Nunca he puesto un pie en Nicaragua, todavía no. Tenemos una relación larguísima, para mi generación, la Cuba que no tuvimos fue Nicaragua, en los mapas escolares chinchetas de colores señalaban el avance del FSLN acercándose a Managua, momentos como el bombardeo de la capital, los actos heroicos de los jovencitos de la guerrilla y nuestro gobierno recibiendo a sus refugiados.
Con los años, Cortázar me trajo al escritorio un Apocalipsis que, con las canciones de Carlos Mejía Godoy, coincidían en hablar del poeta trapense de Solentiname: Ernesto Cardenal, después, los libros de Gioconda Belli que hablaban de un país fantástico que se hacía de nuevo desde sus cenizas.
De entre todos, la voz y la presencia de Sergio Ramírez, que había cruzado, clandestino, la frontera con Costa Rica para integrar la Junta Revolucionaria y formar un gobierno de reconstrucción; él, que escribía y escribe novelas tersas y perfectas y parecía un político ciudadano, sin estridencias, como si la naturaleza quisiera compensar el fuego y el carisma del Daniel que era, para nosotros —los de entonces— de la estatura de Fidel, pero de una proximidad mucho mayor.
Uno de los momentos más fantásticos que le debo a la UNAM aconteció cuando el Consejo Técnico de la Facultad de Derecho le otorgó a Cardenal la medalla Isidro Fabela.
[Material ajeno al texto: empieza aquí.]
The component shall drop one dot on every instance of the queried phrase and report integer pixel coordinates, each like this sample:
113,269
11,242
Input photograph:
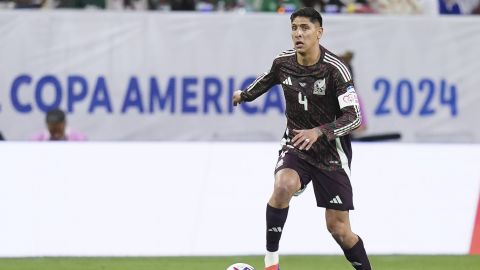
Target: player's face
305,34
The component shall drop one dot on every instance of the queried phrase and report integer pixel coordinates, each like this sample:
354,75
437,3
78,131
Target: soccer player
321,109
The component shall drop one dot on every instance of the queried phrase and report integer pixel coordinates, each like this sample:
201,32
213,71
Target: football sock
275,221
357,256
271,258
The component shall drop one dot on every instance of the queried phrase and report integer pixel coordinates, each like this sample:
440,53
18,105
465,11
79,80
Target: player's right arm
260,86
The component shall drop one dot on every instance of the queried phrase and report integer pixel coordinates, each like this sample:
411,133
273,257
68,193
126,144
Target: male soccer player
321,109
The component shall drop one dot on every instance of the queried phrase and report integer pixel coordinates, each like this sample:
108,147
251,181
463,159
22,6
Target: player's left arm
349,120
350,117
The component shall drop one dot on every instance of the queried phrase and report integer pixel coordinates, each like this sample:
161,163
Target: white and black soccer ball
240,266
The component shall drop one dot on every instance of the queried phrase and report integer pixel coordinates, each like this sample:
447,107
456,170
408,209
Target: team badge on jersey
319,87
349,98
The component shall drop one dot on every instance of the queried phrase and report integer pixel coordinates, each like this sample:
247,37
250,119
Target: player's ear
319,32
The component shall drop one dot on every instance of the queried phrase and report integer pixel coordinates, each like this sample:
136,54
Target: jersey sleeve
261,85
349,117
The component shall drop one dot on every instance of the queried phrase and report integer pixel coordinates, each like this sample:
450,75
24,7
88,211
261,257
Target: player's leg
289,178
338,224
287,182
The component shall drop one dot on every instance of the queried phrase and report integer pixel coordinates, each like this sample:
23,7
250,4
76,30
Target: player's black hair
55,116
308,12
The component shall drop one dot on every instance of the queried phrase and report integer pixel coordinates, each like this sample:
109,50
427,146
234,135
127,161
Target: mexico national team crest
319,87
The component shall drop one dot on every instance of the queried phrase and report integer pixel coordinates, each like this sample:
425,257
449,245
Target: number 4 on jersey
303,100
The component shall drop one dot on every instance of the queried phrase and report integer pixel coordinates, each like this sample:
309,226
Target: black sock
357,256
275,220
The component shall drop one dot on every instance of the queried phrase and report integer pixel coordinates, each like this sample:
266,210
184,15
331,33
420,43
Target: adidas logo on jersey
336,200
287,81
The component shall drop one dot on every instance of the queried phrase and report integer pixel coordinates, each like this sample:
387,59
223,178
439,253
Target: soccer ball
240,266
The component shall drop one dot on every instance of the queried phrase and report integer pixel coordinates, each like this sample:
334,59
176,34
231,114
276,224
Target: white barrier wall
99,199
136,75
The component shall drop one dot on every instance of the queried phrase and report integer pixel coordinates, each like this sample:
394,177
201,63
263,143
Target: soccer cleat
273,267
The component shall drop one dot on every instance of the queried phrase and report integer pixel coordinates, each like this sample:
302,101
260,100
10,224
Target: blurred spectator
29,3
397,6
458,7
57,129
476,10
182,4
85,4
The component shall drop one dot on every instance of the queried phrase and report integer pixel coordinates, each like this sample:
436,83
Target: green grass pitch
394,262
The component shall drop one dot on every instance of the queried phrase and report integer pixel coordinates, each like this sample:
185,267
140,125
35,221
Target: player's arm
260,86
350,117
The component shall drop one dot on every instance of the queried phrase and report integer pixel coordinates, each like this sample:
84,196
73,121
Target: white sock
271,258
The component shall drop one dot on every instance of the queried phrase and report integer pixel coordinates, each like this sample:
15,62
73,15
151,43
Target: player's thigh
292,171
333,190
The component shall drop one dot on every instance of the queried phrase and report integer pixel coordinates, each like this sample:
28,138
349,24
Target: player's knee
337,229
287,182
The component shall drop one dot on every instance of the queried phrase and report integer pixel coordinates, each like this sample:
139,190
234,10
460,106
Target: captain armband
349,98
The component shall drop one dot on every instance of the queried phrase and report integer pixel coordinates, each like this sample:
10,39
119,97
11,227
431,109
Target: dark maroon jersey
321,95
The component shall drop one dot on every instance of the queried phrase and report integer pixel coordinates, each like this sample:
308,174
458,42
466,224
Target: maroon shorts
332,188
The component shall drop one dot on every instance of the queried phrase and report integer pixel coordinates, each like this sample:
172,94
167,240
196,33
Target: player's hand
237,97
305,138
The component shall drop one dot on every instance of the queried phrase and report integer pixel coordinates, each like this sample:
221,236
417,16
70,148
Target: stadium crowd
426,7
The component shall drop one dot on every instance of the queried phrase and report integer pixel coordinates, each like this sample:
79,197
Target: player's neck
309,58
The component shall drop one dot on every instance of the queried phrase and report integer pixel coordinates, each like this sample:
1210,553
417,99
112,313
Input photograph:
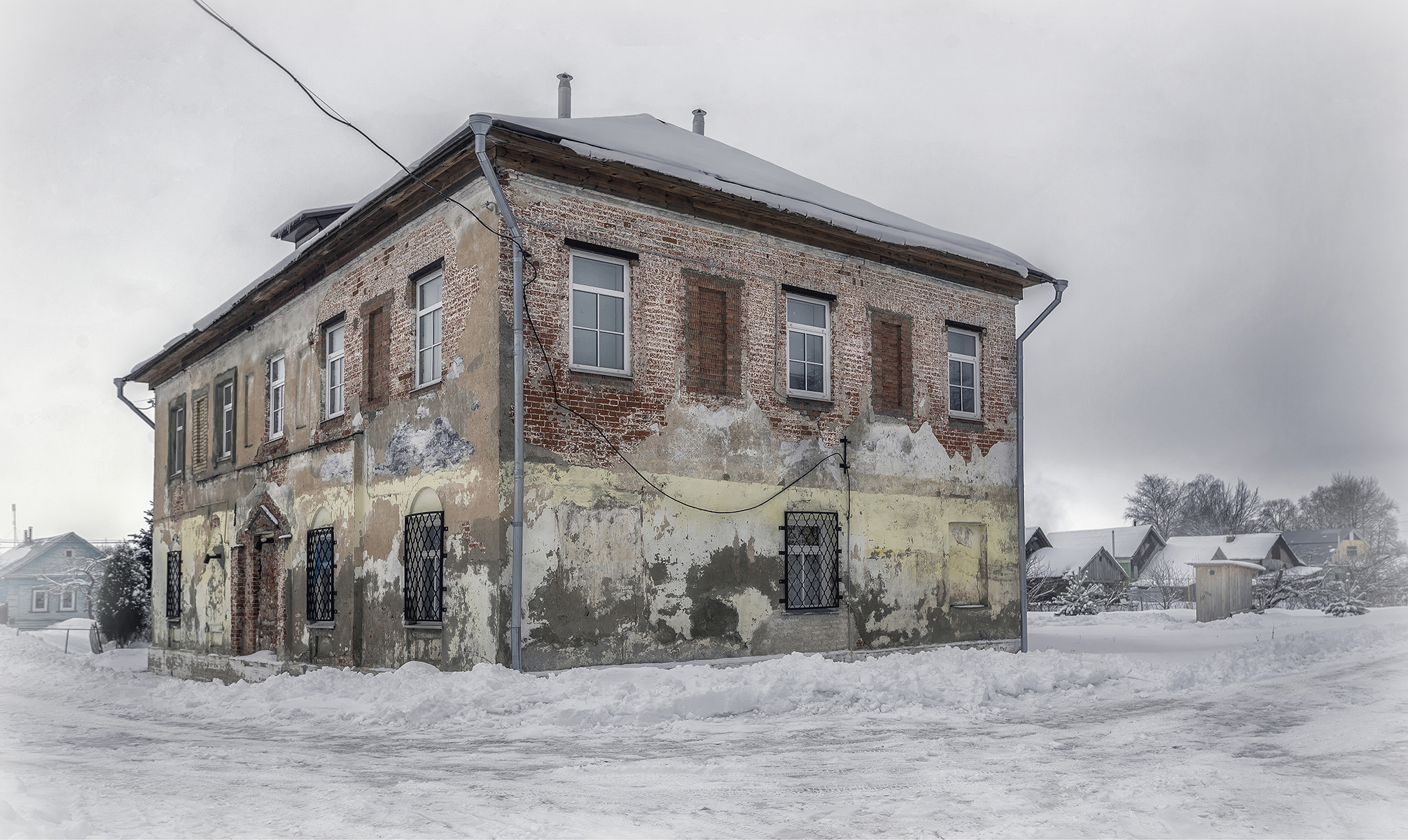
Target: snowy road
1132,725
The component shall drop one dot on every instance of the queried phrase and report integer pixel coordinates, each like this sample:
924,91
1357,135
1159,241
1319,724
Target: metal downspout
120,382
480,124
1021,444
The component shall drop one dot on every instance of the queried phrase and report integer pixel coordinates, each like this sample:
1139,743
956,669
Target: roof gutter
120,382
480,124
1021,444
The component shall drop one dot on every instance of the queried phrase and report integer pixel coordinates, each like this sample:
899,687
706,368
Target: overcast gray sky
1224,185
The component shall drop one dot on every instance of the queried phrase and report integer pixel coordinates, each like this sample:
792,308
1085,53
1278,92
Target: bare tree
1281,514
1158,501
1289,589
1168,580
1213,507
1355,503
Después de la ceremonia, por la tarde, tuvimos un encuentro entre el poeta y los estudiantes, coordiné la mesa y lo primero que le pregunté fue qué opinaba de la poesía revolucionaria, su respuesta fue concisa e inteligente: “Para ser de verdad revolucionaria, primero tiene que ser en serio poesía”, tal como si estuviera hablando de las letras de don Sergio Ramírez. Sus libros fueron y serán parte de una revolución urgente contra la desigualdad y la miseria, de hombres libres por sus derechos, letras bien tramadas y bien escritas, literatura de belleza real y proporciones humanas. Literatura, en fin, con todas sus letras.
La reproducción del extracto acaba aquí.